A microwave oven heats food in a completely different way from a flame or a hot ring. It fills the inside with an invisible wave that flips back and forth incredibly fast, about 2.45 billion times every second. Now, water molecules are a bit like tiny magnets: they have a positive end and a negative end. So when the field flips, the water molecules try to flip with it, twisting one way then the other, over and over, frantically. All that twisting makes them rub and jostle against their neighbours, and rubbing makes heat, the same way your hands warm up when you rub them together. Since most food is full of water, it heats up fast. Fat and sugar do not twist as well, so they warm more slowly. And here is the strange part: ice barely heats at all, because its water molecules are frozen in place and cannot twist. Try the different foods in the simulator and watch the molecules.
Most people think a microwave heats food from the outside in, like a tiny oven. In fact it makes the water molecules throughout the food twist and rub, so it heats wherever there is water at once.
What's actually happening
The microwave oven is one of the few genuinely alien pieces of technology sitting in an ordinary kitchen. Every other way we cook is, at heart, the same trick our ancestors used: put food next to something hot and let the heat soak inward. A flame, a hotplate, an oven, a grill, all heat the outside of the food first, and the warmth conducts slowly toward the middle. The microwave does nothing of the sort. It reaches into the food and stirs the water itself.
The heart of the machine is a device called a magnetron, which produces an electromagnetic field oscillating at 2.45 gigahertz. That number is the key to everything: it means the field reverses its direction about 2.45 billion times every single second. To see why that matters, you have to know one fact about water. A water molecule is polar, meaning it has a slightly positive end and a slightly negative end, like a minuscule bar magnet. Drop a polar molecule into a flipping electric field and it will try to line up with it, turning to face one way, then whipping around to face the other as the field reverses, billions of times a second. The molecules are not being warmed from outside; they are being driven to twist furiously in place.
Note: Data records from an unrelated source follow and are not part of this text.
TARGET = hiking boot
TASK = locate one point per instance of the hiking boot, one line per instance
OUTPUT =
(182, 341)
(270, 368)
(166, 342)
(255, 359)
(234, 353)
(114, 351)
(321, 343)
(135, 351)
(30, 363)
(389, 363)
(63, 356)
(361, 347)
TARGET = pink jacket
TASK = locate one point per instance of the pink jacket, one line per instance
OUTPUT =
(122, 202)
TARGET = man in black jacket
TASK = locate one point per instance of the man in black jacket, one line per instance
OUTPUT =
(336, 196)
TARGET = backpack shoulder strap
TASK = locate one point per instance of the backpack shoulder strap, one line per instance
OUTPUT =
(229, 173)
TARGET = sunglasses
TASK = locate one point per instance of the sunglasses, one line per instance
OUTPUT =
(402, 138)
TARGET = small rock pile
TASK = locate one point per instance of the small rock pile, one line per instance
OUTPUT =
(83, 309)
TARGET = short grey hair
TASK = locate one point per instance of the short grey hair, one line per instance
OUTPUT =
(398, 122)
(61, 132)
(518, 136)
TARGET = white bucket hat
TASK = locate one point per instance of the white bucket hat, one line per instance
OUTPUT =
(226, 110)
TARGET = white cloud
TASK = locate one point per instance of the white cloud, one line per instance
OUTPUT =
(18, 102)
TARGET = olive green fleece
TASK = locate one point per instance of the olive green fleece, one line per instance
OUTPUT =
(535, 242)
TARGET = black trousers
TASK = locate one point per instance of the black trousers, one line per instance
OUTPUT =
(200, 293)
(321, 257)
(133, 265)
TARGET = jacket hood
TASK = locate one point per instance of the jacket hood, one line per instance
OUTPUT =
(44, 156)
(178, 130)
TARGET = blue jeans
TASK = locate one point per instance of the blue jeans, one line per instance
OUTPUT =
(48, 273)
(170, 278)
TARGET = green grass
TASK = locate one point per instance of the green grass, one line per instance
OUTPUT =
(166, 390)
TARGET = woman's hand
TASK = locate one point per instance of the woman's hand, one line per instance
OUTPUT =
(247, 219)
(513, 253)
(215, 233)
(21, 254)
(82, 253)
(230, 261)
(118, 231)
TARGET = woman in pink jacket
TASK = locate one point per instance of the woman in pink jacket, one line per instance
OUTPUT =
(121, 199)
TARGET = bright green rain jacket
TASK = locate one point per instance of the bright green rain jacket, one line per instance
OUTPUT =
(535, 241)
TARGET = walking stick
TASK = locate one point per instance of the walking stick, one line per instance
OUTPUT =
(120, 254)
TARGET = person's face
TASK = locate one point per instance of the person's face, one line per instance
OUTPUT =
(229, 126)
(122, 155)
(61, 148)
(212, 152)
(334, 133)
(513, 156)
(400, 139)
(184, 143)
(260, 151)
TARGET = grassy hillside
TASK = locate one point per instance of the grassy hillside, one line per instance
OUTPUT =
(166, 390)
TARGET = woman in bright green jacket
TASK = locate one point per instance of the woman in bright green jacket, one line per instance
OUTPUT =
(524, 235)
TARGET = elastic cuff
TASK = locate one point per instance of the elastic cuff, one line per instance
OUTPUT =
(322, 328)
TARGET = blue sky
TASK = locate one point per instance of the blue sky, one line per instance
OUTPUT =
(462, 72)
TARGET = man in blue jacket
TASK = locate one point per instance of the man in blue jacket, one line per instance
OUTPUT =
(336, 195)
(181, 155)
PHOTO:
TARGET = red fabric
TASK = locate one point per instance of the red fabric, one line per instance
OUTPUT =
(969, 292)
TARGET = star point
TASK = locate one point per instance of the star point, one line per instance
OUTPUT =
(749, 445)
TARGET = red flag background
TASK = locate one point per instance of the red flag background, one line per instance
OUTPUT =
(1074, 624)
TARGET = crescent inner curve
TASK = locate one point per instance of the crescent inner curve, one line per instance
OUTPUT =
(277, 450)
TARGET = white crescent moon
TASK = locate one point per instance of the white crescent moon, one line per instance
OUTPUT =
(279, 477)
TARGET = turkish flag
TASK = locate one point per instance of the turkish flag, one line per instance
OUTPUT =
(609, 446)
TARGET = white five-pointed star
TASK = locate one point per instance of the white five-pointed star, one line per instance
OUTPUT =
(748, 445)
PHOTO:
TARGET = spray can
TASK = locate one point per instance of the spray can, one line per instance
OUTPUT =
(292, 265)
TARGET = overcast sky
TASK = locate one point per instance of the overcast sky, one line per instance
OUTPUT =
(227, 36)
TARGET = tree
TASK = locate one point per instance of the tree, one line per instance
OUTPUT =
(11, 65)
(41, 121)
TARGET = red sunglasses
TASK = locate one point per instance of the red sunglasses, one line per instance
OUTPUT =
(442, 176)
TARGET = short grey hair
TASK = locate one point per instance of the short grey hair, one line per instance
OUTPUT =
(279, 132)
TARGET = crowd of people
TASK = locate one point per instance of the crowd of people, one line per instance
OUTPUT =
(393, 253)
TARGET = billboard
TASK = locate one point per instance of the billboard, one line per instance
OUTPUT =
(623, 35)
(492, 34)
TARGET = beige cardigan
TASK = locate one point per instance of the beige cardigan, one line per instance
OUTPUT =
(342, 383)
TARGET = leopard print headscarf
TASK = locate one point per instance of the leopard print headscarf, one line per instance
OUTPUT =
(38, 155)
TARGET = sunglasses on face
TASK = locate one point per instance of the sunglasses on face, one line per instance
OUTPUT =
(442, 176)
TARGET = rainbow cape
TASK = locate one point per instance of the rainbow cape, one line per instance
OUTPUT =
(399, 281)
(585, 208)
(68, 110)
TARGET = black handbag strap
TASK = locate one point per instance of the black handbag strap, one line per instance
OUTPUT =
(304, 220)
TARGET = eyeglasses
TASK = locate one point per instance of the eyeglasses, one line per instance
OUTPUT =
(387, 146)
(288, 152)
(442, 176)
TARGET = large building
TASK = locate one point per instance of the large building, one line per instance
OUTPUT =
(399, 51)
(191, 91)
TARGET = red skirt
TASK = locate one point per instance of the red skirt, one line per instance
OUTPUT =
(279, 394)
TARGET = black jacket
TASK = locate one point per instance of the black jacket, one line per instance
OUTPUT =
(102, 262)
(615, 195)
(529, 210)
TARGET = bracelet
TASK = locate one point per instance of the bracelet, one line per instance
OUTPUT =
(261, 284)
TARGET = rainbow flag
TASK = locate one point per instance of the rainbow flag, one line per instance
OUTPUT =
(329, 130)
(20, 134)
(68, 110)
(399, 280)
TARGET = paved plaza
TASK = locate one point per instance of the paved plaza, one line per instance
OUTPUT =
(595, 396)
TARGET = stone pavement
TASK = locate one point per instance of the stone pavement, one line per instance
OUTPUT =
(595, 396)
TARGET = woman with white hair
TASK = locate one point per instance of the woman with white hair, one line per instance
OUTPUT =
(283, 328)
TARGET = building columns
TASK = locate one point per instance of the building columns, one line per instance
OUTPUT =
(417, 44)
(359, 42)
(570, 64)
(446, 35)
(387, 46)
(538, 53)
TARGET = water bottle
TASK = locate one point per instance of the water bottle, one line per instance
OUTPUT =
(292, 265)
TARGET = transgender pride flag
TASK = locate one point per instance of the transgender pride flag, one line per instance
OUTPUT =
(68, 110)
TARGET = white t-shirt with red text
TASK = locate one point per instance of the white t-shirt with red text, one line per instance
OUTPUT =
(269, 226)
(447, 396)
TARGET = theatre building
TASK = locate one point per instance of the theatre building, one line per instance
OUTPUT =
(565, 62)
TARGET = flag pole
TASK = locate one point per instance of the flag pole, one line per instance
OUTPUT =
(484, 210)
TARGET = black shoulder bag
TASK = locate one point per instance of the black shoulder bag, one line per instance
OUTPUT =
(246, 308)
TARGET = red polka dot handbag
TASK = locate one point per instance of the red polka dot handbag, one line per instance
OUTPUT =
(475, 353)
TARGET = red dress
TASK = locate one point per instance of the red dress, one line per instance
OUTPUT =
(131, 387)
And twisting furiously in a crowd means friction. Each frantic water molecule jostles and rubs against its neighbours, and that rubbing is exactly what heat is at the molecular level. So the food cooks from within, wherever there is water, which is why a microwave warms a bowl of soup so much faster than an oven. This also explains two everyday puzzles. Fat and sugar are far less polar than water, so they do not follow the field as eagerly and heat up more slowly, which is why a jam doughnut can have molten jam inside and a barely warm exterior. And ice, strangely, barely heats at all: in a crystal the water molecules are locked in place and cannot twist, so a frozen lump just sits there. That is why microwaves have a defrost setting that pulses the power, giving the melted edges time to spread warmth to the still-frozen middle. One last detail explains the spinning plate: the field does not fill the oven evenly. It forms a standing wave with fixed hot and cold spots, so without a turntable to keep the food moving, you would get scalding patches next to cold ones.
A microwave heats food by flipping polar water molecules billions of times a second, and the friction of that twisting is the heat.
- 1Spread a thin, even layer of grated cheese on a microwave-safe plate and take out the turntable (or stop it).
- 2Heat for a short burst and look: you will see melted patches with unmelted gaps between them, the hot and cold spots of the standing wave.
- 3Put the turntable back and repeat, the spinning smears those spots into an even melt, which is exactly why the plate rotates.
Common questions
Because water molecules are polar, like tiny magnets, and twist to follow the rapidly flipping field. That frantic twisting causes friction with neighbouring molecules, and friction is heat. Since most food is full of water, it warms quickly and from within.
In ice the water molecules are locked into a crystal lattice and cannot rotate freely, so they can hardly respond to the flipping field. With little twisting there is little friction, so frozen water absorbs very little energy until it begins to melt.
The field forms a standing wave inside the oven, with fixed hot spots and cold spots. Spinning the food on a turntable moves it through those spots so it heats more evenly instead of having scalding patches next to cold ones.